Impact of Alcohol Induced Intestinal Microbiota Dysbiosis in a Rodent Model of Alzheimers Disease

This project investigates the relationship between alcohol consumption and brain neurodegeneration in an Alzheimers Disease transgenic mouse model. Alzheimers disease is a devastating neurodegenerative disorder associated with aging. While genetics is important in the development of Alzheimers disease, environment and lifestyle contribute significantly to the development and progression of Alzheimers disease. One such lifestyle factor is alcohol consumption. Chronic alcohol consumption is associated with a greater risk of all types of dementia, especially Alzheimers disease. We investigated whether alcohol promotes Alzheimers disease via a mechanism involving proinflammatory alterations to the intestinal microbiota. Alcohol has numerous effects on the body including alterations in the intestinal microbiome and compelling evidence indicates that the intestinal microbiome can impact neuroinflammation as well as brain structure and function. Thus, this project examined whether alcohol can promote Alzheimers disease by a mechanism including intestinal microbiota dysbiosis which leads to microglial activation, neuroinflammation, brain pathology, and cognitive dysfunction. This was done through a 20 week alcohol consumption study in Alzheimers Disease transgenic mice and their respective wild typle control. The study began when mice were 10 weeks of age and continued until mice were 30 weeks of age, for a total duration of 20 weeks. When mice were 30 weeks of age, after 20 weeks of experimental manipulations, alcohol was removed for two weeks prior to initiating behavioral testing, to avoid any potential confounds of alcohol on behavioral performance, following the protocol in the previously published study, followed by tissue harvest at the of study. Stool was collected at two timepoints, the end of treatment, last week of alcohol consumption, and end of study, the night before tissue harvest. This experiment was conducted in both males and females, and each sex was examined separately.

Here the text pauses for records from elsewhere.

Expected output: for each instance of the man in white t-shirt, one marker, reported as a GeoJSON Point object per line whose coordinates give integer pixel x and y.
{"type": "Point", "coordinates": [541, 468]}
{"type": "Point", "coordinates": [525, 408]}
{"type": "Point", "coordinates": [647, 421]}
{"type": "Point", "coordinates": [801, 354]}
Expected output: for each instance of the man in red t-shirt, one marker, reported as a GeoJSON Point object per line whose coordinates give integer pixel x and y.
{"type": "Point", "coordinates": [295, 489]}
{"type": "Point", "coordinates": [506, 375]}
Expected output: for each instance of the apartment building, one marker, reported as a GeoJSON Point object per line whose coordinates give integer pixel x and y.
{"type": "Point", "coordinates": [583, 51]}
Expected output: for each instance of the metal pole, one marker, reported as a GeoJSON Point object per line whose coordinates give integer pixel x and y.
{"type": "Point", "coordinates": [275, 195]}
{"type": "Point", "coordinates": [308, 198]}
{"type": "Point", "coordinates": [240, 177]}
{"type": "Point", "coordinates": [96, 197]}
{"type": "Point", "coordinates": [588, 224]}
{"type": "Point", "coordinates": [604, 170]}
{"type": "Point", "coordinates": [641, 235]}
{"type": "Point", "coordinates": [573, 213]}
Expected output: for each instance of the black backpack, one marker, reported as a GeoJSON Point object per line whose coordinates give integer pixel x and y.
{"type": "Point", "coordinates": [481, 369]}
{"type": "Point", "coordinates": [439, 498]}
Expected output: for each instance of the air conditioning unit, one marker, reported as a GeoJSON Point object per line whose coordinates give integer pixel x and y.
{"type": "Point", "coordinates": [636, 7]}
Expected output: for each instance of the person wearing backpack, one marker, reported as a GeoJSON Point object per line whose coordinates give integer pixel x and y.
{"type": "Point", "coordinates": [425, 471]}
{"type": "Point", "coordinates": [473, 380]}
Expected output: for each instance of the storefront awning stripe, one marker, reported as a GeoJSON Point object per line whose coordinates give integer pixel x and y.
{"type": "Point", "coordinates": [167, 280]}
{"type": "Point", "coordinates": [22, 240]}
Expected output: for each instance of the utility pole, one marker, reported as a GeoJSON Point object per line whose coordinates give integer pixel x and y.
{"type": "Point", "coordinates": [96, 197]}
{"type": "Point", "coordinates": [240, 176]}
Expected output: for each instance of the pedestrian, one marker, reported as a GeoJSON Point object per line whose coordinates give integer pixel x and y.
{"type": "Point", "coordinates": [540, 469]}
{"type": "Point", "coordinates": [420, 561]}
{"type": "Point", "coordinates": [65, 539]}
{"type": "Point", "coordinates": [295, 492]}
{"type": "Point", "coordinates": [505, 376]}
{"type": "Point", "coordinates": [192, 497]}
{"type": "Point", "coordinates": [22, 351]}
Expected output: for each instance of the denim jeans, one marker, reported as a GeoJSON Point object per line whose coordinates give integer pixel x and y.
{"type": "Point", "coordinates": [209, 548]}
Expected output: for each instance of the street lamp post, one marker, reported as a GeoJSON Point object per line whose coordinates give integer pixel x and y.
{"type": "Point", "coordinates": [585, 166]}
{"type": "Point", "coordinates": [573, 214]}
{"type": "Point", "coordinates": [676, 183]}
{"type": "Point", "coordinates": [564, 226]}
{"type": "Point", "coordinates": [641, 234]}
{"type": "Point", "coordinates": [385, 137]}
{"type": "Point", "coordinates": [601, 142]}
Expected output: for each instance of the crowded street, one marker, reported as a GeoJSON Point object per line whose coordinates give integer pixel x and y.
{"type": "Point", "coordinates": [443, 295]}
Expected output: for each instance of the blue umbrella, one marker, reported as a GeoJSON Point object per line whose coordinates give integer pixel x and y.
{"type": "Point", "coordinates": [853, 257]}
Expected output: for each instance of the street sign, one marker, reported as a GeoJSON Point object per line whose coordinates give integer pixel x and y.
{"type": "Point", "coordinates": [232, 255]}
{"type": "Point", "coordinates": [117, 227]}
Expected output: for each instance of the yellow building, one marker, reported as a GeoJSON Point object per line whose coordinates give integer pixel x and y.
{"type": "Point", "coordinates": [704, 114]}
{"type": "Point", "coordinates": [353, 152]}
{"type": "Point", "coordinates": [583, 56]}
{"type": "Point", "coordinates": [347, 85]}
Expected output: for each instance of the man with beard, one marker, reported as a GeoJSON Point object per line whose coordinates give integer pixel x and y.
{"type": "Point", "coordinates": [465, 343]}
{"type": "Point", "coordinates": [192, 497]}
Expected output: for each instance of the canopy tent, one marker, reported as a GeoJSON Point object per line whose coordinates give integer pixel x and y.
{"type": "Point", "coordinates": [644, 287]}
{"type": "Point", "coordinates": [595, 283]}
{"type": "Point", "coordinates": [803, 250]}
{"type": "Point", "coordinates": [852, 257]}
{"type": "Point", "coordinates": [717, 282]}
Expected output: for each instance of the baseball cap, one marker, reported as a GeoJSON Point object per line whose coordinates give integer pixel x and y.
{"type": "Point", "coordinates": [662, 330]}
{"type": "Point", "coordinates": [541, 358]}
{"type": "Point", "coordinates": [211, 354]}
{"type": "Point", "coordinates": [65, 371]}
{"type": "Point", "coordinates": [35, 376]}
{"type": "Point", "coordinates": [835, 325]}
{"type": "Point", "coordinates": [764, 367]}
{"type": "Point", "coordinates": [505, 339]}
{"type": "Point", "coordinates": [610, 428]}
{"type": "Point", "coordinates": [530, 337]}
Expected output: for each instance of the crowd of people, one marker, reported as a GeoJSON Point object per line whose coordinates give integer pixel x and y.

本研究针对阿尔茨海默病（Alzheimer's Disease, AD）转基因小鼠模型，探究酒精摄入与大脑神经退行性病变之间的关联。阿尔茨海默病是一种与衰老相关的毁灭性神经退行性疾病。尽管遗传因素在阿尔茨海默病的发病过程中至关重要，但环境与生活方式对疾病的发生及进展同样具有显著贡献。其中一类生活方式影响因素即为酒精摄入。长期酒精摄入与各类痴呆症的发病风险升高存在关联，尤以阿尔茨海默病为甚。 本研究旨在探究酒精是否通过引发肠道菌群（intestinal microbiota）促炎性改变的通路，促进阿尔茨海默病的发生发展。酒精对机体具有多重调控效应，其中包括肠道菌群组成的改变；现有确凿证据表明，肠道菌群可对神经炎症（neuroinflammation）、大脑结构与功能产生显著影响。因此，本研究旨在验证酒精是否可通过引发肠道菌群失调（intestinal microbiota dysbiosis）的机制，进而诱导小胶质细胞（microglia）激活、神经炎症、脑病理损伤及认知功能障碍，最终促进阿尔茨海默病的进展。 本研究通过对阿尔茨海默病转基因小鼠及其对应野生型对照小鼠开展为期20周的酒精摄入实验完成上述验证。实验于小鼠10周龄时启动，持续至30周龄，总时长为20周。在小鼠达到30周龄、完成20周实验干预后，参照已发表研究的实验方案，我们在启动行为学测试前将酒精撤去2周，以避免酒精对行为学表现造成潜在混淆因素，随后在实验结束时采集组织样本。 我们在两个时间点采集粪便样本：一是干预结束时，即酒精摄入的最后一周；二是实验结束当日，即组织采集前一晚。本实验同时纳入雄性与雌性小鼠，并对两种性别分别开展独立分析。